Solar-powered Charging Stations Installed in North Carolina
Published 12:00 am Tuesday, February 14, 2012
By Kathy Chaffin
As rising gas prices and concern about harmful fuel emissions lead more and more people to purchase plug-in hybrid and electric vehicles, the need for accessible charging stations increases.
Four solar-powered charging stations installed in the Asheville metropolitan area in December and January will help to meet that need. The project is a collaborative effort by BioWheels Responsible Transportation Solutions (RTS), the North Carolina Green Business Fund, Advanced Energy, City of Asheville, Buncombe County, the University of North Carolina at Asheville and the Land of Sky Regional Council of Governments, which serves Buncombe, Henderson, Madison and Transylvania counties.
Keith Bamberger, information and communications specialist for the N.C. Division of Air Quality’s regional office in Asheville, said the solar integrated stations – called “Brightfields” – annually collect enough energy to offset 90,000 miles of gasoline-powered vehicle travel by generating the electricity and sending it back to the grid.
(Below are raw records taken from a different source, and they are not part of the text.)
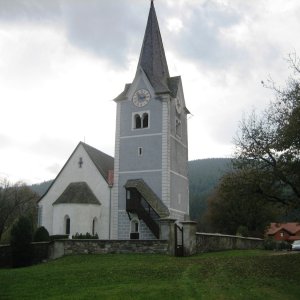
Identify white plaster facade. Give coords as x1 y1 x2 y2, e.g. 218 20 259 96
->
38 143 111 239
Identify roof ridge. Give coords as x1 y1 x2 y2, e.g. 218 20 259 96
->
137 1 170 93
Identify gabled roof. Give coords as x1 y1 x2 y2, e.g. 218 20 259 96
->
137 1 170 93
267 222 300 235
38 142 114 202
52 182 100 205
80 142 114 183
124 179 170 218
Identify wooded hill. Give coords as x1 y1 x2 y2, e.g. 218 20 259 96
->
31 158 231 221
188 158 232 221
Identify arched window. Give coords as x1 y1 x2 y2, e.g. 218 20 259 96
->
134 115 142 128
65 215 71 234
175 119 182 137
142 113 148 128
130 219 140 240
92 217 98 235
132 112 149 129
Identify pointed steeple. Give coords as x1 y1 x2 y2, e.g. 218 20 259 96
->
137 0 170 93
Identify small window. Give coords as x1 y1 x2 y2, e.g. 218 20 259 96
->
142 113 148 128
65 216 71 234
138 147 143 156
92 218 97 235
175 119 182 137
132 112 149 129
130 219 140 240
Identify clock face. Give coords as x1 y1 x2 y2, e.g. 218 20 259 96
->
132 89 150 107
175 98 182 114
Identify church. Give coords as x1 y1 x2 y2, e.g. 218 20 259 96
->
38 1 189 240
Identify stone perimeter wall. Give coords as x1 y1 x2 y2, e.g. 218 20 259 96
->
196 232 264 253
49 239 168 259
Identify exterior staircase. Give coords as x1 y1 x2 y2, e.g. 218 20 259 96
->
125 179 170 238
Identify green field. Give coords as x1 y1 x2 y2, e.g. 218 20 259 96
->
0 251 300 300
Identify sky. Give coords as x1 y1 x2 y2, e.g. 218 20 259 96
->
0 0 300 184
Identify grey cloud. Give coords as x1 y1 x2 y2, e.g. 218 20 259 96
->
63 0 147 66
0 0 61 22
46 164 62 175
0 0 149 67
0 134 13 149
173 1 245 68
28 136 76 159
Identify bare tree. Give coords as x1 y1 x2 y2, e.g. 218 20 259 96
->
0 180 38 241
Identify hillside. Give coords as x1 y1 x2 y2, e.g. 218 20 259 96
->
31 158 231 220
188 158 232 221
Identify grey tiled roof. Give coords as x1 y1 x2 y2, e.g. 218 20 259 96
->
138 1 170 93
168 76 181 98
125 179 170 218
81 142 114 182
53 182 100 205
114 83 131 101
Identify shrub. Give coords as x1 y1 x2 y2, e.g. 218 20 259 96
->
264 238 291 250
33 226 50 242
10 217 33 267
72 232 99 240
50 234 69 241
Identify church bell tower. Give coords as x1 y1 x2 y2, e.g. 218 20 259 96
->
112 1 189 239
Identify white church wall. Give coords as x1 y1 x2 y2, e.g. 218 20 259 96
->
53 204 102 239
39 144 110 239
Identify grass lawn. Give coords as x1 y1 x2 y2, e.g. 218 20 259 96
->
0 251 300 300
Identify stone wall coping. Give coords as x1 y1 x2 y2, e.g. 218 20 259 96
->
159 218 177 223
180 221 197 225
62 239 167 243
196 232 263 241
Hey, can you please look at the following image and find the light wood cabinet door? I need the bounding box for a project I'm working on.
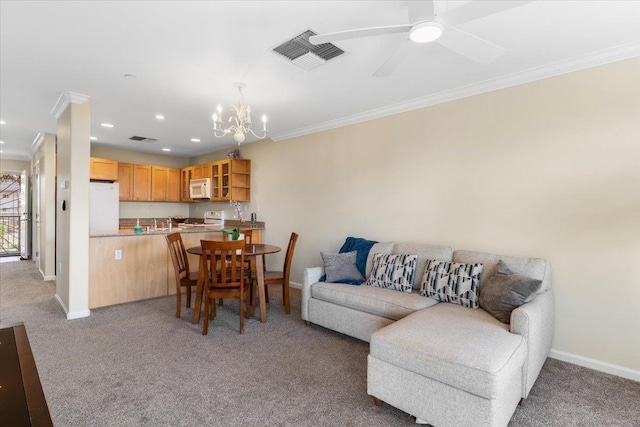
[89,157,118,181]
[166,168,181,202]
[133,165,151,202]
[118,163,133,200]
[151,166,167,202]
[180,167,193,202]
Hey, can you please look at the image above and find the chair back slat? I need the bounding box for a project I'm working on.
[165,233,189,281]
[282,233,298,283]
[200,240,245,288]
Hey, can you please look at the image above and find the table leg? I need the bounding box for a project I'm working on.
[191,255,207,325]
[255,252,267,323]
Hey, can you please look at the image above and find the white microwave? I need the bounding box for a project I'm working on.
[189,178,211,199]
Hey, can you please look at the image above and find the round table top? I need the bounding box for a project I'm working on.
[187,243,282,256]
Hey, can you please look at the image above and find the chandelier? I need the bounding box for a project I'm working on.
[211,83,267,145]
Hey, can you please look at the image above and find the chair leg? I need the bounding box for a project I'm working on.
[282,283,291,314]
[202,295,211,335]
[238,292,245,334]
[176,285,182,319]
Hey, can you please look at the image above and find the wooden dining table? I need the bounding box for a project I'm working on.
[187,244,282,324]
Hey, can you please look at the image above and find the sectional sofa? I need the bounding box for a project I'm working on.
[302,242,554,427]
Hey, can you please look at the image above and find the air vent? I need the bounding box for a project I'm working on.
[129,135,157,142]
[273,30,345,71]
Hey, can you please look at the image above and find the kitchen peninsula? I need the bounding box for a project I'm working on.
[89,221,264,309]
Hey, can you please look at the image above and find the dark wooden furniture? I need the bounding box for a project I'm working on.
[187,244,282,324]
[165,233,198,318]
[264,233,298,314]
[200,240,251,335]
[0,323,53,426]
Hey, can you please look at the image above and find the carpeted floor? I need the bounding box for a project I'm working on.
[0,261,640,427]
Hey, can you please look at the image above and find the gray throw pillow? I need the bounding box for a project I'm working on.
[320,251,364,283]
[480,260,542,324]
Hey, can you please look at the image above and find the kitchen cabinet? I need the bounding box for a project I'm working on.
[133,165,151,201]
[166,168,180,202]
[118,163,133,201]
[151,166,167,202]
[89,157,118,181]
[180,167,193,202]
[217,159,251,202]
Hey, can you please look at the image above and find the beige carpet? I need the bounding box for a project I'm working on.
[0,261,640,426]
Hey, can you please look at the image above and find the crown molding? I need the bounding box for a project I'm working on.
[51,92,89,120]
[271,42,640,142]
[29,132,44,158]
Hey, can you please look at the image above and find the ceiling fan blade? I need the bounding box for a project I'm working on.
[438,28,506,65]
[409,0,435,24]
[373,40,411,77]
[309,24,411,45]
[443,0,534,27]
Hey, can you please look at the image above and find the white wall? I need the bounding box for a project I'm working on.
[191,58,640,378]
[56,100,91,319]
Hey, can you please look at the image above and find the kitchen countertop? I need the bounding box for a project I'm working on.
[89,226,264,237]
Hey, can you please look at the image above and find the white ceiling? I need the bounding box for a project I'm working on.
[0,0,640,159]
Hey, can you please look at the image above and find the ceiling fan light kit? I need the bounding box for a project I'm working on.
[409,21,444,43]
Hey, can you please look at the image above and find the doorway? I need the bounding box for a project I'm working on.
[0,172,21,257]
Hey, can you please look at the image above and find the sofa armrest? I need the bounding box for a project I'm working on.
[300,267,324,321]
[511,289,554,398]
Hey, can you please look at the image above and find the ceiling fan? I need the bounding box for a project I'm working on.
[309,0,533,77]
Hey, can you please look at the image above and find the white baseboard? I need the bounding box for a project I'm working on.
[67,310,91,320]
[38,269,56,282]
[55,294,91,320]
[549,349,640,382]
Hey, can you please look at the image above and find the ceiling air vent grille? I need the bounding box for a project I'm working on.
[129,135,157,142]
[273,30,345,71]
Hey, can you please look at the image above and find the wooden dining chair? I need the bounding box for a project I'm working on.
[251,233,298,314]
[165,233,198,318]
[200,240,251,335]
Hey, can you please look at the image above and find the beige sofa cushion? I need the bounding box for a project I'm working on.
[453,251,551,294]
[369,304,526,398]
[311,282,438,320]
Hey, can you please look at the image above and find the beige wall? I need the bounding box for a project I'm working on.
[56,100,91,319]
[91,145,189,218]
[192,58,640,375]
[31,133,56,280]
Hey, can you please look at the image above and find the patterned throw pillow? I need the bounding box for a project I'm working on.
[420,260,483,308]
[366,254,418,292]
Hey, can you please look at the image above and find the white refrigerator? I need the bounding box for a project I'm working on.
[89,182,120,236]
The four solar stations will be among six in North Carolina. Though not available for public use, two solar stations installed in Raleigh in December will power vehicle fleets for the city and Progress Energy as part of a two-year research project with Advanced Energy, which will evaluate the stations’ effectiveness and how they work with the electrical grid.
Reduces Air Pollution
Bamberger described the four solar stations in the Asheville area as a “double win” because they reduce reliance on the two biggest sources of air pollution in the region: vehicle emissions from internal combustion engines and electrical generation, “in that order.”
“That’s pretty much true statewide,” he said, “so this really kind of solves two problems at once.”
The Land of Sky Regional Council Brightfield solar station can charge up to four vehicles at one time with one Level 1 charging cord and three Level 2 charging cords, according to Bill Eaker, environmental services manager for the Land of Sky Regional Council of Governments. The 110-volt, Level 1 cord takes 10-to-12 hours to charge a vehicle while the Level 2 cords charge vehicles in three-to-six hours from empty to full.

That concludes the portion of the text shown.